Based on the foregoing, the question is: How will DTSA help a party attempting to prosecute a misappropriation of trade secrets claim against, for example, a former employee? Obviously, the full picture has yet to be seen, but for starters, DTSA will open the door to federal court for claims involving misappropriation of trade secrets, through what is known as federal question jurisdiction.
By way of background, there are two primary ways to establish federal jurisdiction, a necessary condition precedent to filing a lawsuit in federal court, as opposed to state court: (i) diversity jurisdiction; and (ii) federal question jurisdiction. Prior to DTSA, most misappropriation of trade secrets lawsuits could be filed in federal court only through diversity jurisdiction (i.e., where a plaintiff and defendant are citizens of different states and the amount in controversy exceeded $75,000). For example, if a plaintiff is a Delaware corporation with a principal place of business in Pennsylvania, it is a citizen of both Pennsylvania and Delaware. If the defendant it seeks to sue also resides in either Pennsylvania or Delaware, the plaintiff cannot establish diversity jurisdiction, and claims such as a claim under UTSA must be filed in state court.

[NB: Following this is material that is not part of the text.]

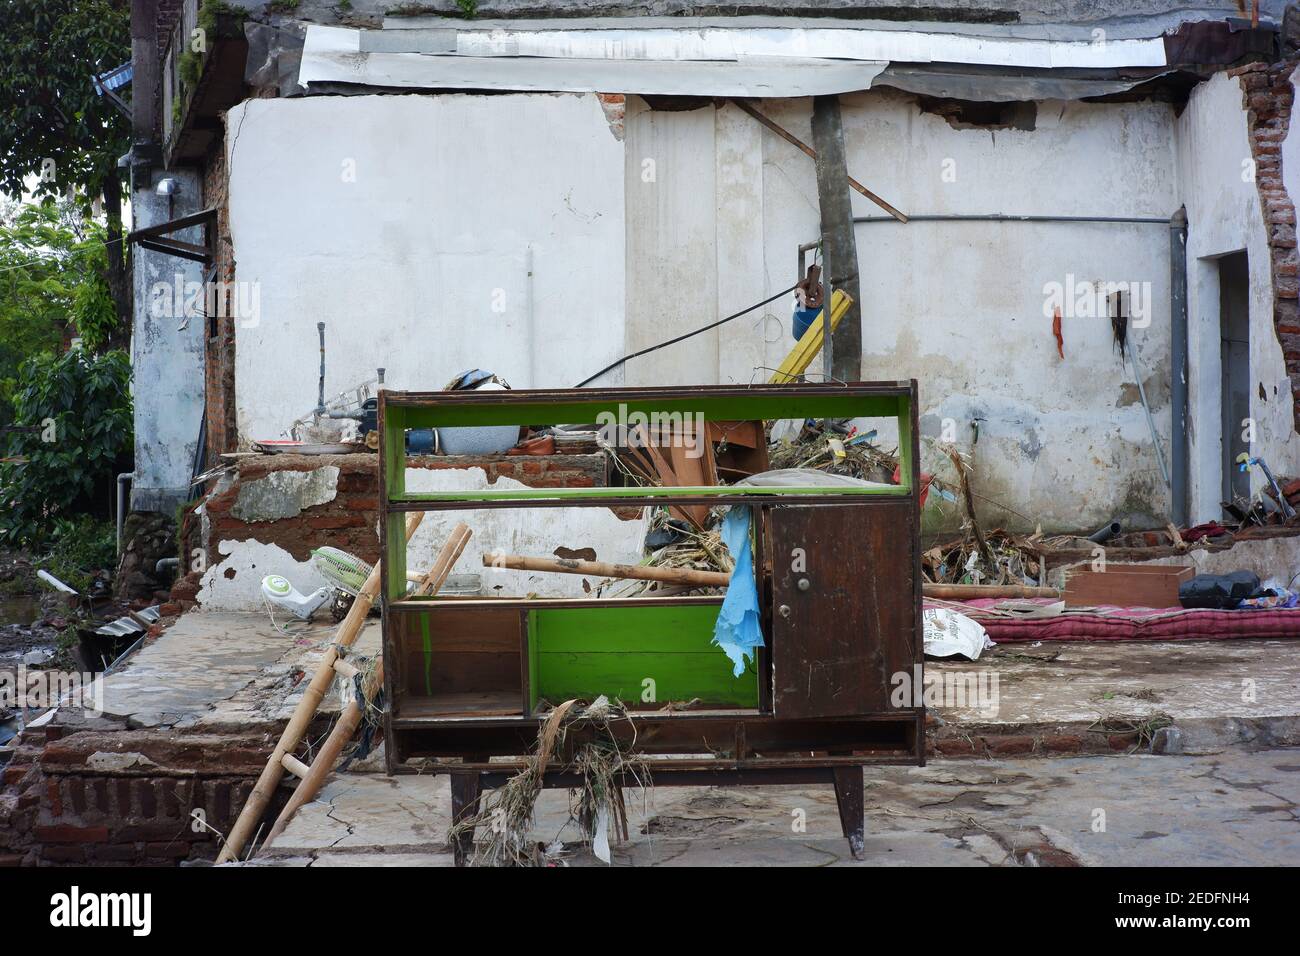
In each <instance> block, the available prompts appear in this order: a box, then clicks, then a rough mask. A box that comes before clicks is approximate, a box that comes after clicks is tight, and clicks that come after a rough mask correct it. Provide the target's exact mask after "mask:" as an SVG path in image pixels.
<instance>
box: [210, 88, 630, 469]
mask: <svg viewBox="0 0 1300 956" xmlns="http://www.w3.org/2000/svg"><path fill="white" fill-rule="evenodd" d="M227 129H229V130H230V133H229V135H227V142H226V150H227V156H229V168H230V232H231V238H233V242H234V248H235V259H237V280H238V281H240V282H256V284H257V287H259V290H260V320H259V321H257V324H256V325H253V326H252V328H244V326H240V328H238V332H237V341H235V382H237V406H238V412H237V414H238V427H239V436H240V441H242V442H244V444H247V442H248V441H250V440H253V438H273V437H277V436H279V434H281V433H282V432H283V429H286V428H287V427H289V425H290V424H291V423H292V421H294V419H295V418H298V416H299V415H302V414H304V412H307V411H308V410H311V408H312V407H313V406H315V405H316V380H317V363H318V354H317V333H316V323H317V321H324V323H325V324H326V333H325V337H326V393H328V394H334V393H338V392H342V390H343V389H346V388H348V386H350V385H354V384H356V382H359V381H364V380H365V378H369V377H372V376H373V375H374V369H376V368H377V367H381V365H382V367H385V368H386V369H387V382H389V384H390V385H391V386H393V388H399V389H438V388H442V386H443V385H445V384H446V382H447V381H448V380H450V378H451V377H452V376H455V375H456V373H459V372H461V371H464V369H467V368H489V369H491V371H495V372H498V373H499V375H502V376H504V377H506V378H507V380H508V381H510V382H511V384H512V385H513V386H515V388H528V386H565V385H573V384H576V382H577V381H578V380H580V378H582V377H585V376H586V375H589V373H590V372H594V371H595V369H597V368H598V367H599V364H603V362H601V359H604V362H608V358H606V356H614V355H616V354H617V352H619V351H620V350H621V347H623V308H624V287H623V274H624V250H623V242H624V228H623V200H624V185H623V164H624V152H623V147H621V144H620V143H619V142H617V140H616V139H615V138H614V135H612V134H611V131H610V129H608V125H607V124H606V121H604V118H603V114H602V112H601V107H599V103H598V101H597V99H595V98H594V96H589V95H526V96H472V95H446V96H415V95H412V96H316V98H304V99H274V100H248V101H246V103H243V104H240V105H239V107H237V108H234V109H231V111H230V114H229V117H227ZM529 256H530V260H529ZM529 261H530V263H532V276H530V277H529V274H528V265H529ZM598 363H599V364H598Z"/></svg>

Diversity is not required, however, where a party is filing suit under a federal statute, such as DTSA because a claim under a federal statute provides federal question jurisdiction. Further, once a party has a claim under a federal statute, it typically can include additional state law claims, such as a claim under UTSA, without losing federal jurisdiction over the case. Moreover, federal question jurisdiction does not have an amount in controversy requirement.
In light of the foregoing, DTSA will likely be a new useful forum selection tool in trade secrets litigation because it will provide access to the various benefits of federal court litigation. The benefits of pursuing claims in federal court as opposed to state court can vary from state-to-state, and even among the various courts within a single state. However, at a minimum, federal courts offer nationally uniform procedures and rules, as well as a generally high-level judiciary that is often very familiar with trade secrets litigation. So, for parties looking to protect their trade secrets, federal court can often remove some of the variables and guess-work encountered across state court jurisdictions. In addition, federal courts are often very familiar with the complex electronic discovery necessary to prosecute a modern trade secrets claim. Thus, federal court is frequently the forum of choice for parties seeking to enforce trade secrets protections. Finally, conducting multistate discovery is easier in federal court. Now, based on DTSA, passing the threshold issue of federal jurisdiction should be much easier.
One interesting possibility resulting from the passage of DTSA is the potential effect on bringing claims under the Computer Fraud and Abuse Act ("CFAA"). Plaintiffs that prefer federal court often bring CFAA claims to establish federal question jurisdiction. These claims are common because the act of trade secret misappropriation often involves taking and/or deleting materials from a protected computer system, which in some (but not all) federal circuits can create liability under the CFAA. The CFAA will no longer be required as a ticket to federal court, although it should be mentioned that the CFAA brings advantages other than federal question jurisdiction, such as the ability to obtain relief without showing the existence of a trade secret. So will some plaintiffs no longer bring CFAA claims?